Q From Martin Schell: I’m unsure of the origin of six ways from Sunday, but generally it expresses completeness. Could it refer to patterns of activity during a week, from one Sunday to the next?

A You’re not alone in feeling unsure of the origin; you are in the company of almost everybody who has looked at it. Others have made this suggestion for its origin. One specific and quite certainly false tale lists punishments that were once meted out on the six days following a Sunday to a person who failed to attend church.

The big problem with this derivation is that the expression has appeared in many forms down the years, such as four different ways from Sunday, eight ways from Tuesday, forty ways till Sunday, and a thousand ways for Sunday. The common factor is a day of the week and ways, with the number and preposition variable at will.
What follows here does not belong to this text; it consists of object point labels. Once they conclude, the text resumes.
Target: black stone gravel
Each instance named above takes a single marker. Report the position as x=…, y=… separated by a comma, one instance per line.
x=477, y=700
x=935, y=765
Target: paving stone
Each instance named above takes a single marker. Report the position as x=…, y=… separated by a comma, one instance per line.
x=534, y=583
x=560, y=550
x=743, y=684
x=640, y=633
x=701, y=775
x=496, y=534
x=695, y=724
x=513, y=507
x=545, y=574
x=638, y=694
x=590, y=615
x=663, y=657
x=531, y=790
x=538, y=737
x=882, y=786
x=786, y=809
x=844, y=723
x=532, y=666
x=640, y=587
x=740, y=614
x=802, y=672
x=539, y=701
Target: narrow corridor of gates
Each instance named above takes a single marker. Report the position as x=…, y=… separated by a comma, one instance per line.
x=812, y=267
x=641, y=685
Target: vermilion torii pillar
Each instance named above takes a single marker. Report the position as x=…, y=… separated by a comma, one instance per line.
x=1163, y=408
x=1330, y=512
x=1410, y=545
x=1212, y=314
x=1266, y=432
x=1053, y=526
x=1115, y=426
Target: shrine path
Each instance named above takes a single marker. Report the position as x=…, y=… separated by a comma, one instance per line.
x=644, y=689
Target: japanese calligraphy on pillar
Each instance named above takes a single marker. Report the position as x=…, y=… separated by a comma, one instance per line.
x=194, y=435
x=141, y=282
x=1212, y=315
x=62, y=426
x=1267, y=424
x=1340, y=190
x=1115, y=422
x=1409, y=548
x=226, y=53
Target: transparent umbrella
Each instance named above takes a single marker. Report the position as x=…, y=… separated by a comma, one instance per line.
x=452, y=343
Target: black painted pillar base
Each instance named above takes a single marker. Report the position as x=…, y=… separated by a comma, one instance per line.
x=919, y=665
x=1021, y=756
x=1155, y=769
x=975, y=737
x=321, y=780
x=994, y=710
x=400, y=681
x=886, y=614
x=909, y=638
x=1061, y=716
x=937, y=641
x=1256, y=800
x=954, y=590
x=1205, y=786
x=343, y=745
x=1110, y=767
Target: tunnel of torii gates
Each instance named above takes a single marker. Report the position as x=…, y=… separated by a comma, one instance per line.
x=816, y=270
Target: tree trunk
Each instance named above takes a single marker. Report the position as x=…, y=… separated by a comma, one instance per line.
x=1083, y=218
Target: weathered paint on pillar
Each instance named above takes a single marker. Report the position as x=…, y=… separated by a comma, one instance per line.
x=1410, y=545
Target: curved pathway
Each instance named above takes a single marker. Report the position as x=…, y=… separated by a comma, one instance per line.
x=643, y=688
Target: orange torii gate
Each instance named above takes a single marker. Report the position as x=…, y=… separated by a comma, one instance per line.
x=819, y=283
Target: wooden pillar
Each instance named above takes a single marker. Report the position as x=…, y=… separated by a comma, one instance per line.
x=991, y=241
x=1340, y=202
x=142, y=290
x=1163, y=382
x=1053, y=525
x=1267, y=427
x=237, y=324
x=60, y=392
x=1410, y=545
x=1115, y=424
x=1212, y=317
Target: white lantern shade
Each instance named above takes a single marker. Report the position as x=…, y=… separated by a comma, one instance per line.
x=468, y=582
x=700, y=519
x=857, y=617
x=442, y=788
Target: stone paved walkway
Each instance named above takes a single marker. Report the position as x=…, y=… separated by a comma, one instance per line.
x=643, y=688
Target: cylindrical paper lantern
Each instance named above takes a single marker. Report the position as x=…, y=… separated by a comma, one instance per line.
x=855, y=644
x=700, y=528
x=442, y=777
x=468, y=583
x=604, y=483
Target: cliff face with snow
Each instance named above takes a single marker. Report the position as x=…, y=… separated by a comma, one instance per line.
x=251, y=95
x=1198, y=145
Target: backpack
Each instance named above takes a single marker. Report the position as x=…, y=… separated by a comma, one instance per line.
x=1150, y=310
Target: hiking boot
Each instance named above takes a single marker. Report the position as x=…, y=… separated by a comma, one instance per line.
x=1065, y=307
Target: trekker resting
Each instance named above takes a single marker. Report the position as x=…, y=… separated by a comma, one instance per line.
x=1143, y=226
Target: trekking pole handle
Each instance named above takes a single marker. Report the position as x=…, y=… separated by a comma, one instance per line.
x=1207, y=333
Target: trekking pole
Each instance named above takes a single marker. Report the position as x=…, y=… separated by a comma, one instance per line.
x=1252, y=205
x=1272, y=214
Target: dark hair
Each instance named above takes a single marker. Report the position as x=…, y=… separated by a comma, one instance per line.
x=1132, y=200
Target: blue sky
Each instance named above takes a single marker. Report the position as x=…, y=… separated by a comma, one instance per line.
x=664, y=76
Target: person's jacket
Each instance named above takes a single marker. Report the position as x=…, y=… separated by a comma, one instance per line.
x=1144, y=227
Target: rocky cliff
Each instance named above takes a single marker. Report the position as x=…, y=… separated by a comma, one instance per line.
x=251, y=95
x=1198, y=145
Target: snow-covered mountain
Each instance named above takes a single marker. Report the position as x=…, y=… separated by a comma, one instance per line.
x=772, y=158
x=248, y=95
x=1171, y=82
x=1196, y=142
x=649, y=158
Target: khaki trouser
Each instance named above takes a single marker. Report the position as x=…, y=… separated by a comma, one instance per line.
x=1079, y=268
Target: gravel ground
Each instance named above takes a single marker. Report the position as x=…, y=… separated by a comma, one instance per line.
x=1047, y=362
The key to its origin lies in this early slang collection, which was pointed out to me by Douglas Wilson:

SQUINT-A-PIPES. A squinting man or woman; said to be born in the middle of the week, and looking both ways for Sunday; or born in a hackney coach, and looking out of both windows; fit for a cook, one eye in the pot, and the other up the chimney; looking nine ways at once.

Dictionary of the Vulgar Tongue, by Captain Francis Grose, 1785.

The two ways for Sunday version is known from 1770 and looking nine ways, apparently in the same sense, can be traced back to 1622:

“Oh those fair star-like eyes of thine!” one says,
When to my thinking, she hath look’d nine ways;
“And that sweet breath,” when I think (out upon’t!)
’Twould blast a flower if she breathed on’t.

A Satire, Of the Passion of Love, by George Wither, 1622.

This is an early American version:

The brow projected exuberantly, though not heavily, over a pair of rascally little cross-firing twinkling eyes, that, as the country people said, looked at least nine ways from Sunday.

Cobus Yerks, a short story by James Kirke Paulding, in The Atlantic Souvenir for Christmas 1828.

It would seem that Paulding employed an amalgamation of the first and last of Grose’s expressions to describe what is properly called a strabismus, in which the eyes appear to be looking in different directions. His comment “As the country people said” suggests that in that form it was by his time already a folk saying of some age. Later North American writers, such as Thomas Chandler Haliburton of Nova Scotia, also used this version but extended it to mean askew, at a slant, in every direction.

A correspondent to the British journal Notes and Queries in 1861 knew it in the forms looking nine ways for Sunday and looking two ways for Sunday and noted that it was used in a different sense, for being completely at a loss or nonplussed. By then it must have been dying out in the UK; it isn’t now known here except as an Americanism and — in the form Six Ways to Sunday — the title of a 1999 film starring Deborah Harry.

As well as the multitudinous versions, the sense has shifted yet again, to mean completely, thoroughly or by every imaginable method, as in this example from 1894: “if you want to collect any bills from them you will have to chase them seven ways from Sunday”. Another, from 2013, also has that sense: “They both insist that their staff are the best in the business, and have been checked five ways to Sunday before they get hired.”

Sunday was presumably chosen because it would have been regarded as the most significant day of the week. The most common form probably owes its success to the alliteration of Sunday with six and a false mental association with a complete week.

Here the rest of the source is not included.